The move comes after the government considered stakeholder comments submitted in response to a discussion paper on phase 2 of the carbon tax in late 2024. Phase 2 will begin at the start of 2026, with the amount of approved carbon credits allowed to be used against the carbon tax increasing to 10% for fugitive and process emissions and to 15% for combustion emissions, up from the current 5% and 10%.
The government will also consider future allowance increases in response to changes in the carbon market and associated standards.
The original discussion document proposed an increase in offset allowance by up to 15 percentage points, but there were some concerns around the likely shortage of credit supply in the short term.
The carbon tax increased from 190 South African rand per tCO2e ($10.37) to 236 rand per tCO2e at the start of 2025. Earlier this year the Johannesburg Stock Exchange transacted 10,000 tCO2e of eligible carbon credits at $8.25 per tCO2e.
Other measures aimed at easing potential supply crunches include the extending of the tax-free allowance to the end of 2030. Under previous proposals, the allowance was to be reduced from 2027.
The budget also extends the utilization period for carbon credits generated from projects approved before the introduction of the carbon tax in 2019 until December 31, 2028. Previously, credits from these projects had to be used by December 31, 2025.
Under the carbon tax projects approved under the Clean Development Mechanism (CDM), Gold Standard and Verra are eligible to be used as part of the carbon offset allowance. But the government will evaluate and consider other standards for inclusion with the aim to increase the supply of credits. The budget specifically calls out concerns around the potential lack of Afforestation, Reforestation and Revegetation (ARR) credit supply.

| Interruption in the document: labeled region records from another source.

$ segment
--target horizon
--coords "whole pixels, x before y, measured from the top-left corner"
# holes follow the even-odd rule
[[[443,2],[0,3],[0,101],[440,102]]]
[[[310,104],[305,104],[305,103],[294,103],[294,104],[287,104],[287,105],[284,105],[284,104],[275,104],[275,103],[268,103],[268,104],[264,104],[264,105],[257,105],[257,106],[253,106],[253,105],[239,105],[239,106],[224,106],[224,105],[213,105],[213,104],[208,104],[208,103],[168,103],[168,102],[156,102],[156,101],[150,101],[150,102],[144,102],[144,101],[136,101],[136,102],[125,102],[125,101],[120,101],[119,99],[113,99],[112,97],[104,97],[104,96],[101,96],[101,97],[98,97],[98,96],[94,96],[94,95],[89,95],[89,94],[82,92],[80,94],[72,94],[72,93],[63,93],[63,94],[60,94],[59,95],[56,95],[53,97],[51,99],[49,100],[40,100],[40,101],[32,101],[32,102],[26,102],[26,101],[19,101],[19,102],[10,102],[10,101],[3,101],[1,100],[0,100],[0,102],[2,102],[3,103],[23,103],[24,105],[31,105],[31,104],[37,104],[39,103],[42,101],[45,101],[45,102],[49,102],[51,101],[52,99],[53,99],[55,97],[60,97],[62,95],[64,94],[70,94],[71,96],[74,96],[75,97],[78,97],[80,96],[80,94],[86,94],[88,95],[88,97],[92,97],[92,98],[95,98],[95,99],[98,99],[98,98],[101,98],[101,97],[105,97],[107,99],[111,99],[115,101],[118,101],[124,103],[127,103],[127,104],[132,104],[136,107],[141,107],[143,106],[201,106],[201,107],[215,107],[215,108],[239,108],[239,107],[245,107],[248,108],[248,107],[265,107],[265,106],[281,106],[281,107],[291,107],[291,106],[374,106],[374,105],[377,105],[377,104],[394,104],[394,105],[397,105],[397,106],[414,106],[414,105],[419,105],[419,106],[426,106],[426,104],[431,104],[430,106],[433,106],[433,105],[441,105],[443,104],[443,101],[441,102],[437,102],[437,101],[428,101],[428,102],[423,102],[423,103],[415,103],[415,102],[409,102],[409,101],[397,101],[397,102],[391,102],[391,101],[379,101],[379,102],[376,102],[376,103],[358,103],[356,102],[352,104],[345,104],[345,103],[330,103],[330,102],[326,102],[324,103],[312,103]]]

Currently, 40 projects across chemical industries, energy demand and industries, manufacturing industries, metal production and waste handling and disposal are approved to supply credits into the carbon tax.
The budget itself had been delayed by three weeks, triggered by debate around potential tax increases. When presenting the budget to parliament on Wednesday March 12, the Minister of Finance Enoch Godongwana said the delay was “regrettable” and had stimulated an “unprecedented level of public debate around the difficult policy trade-offs”.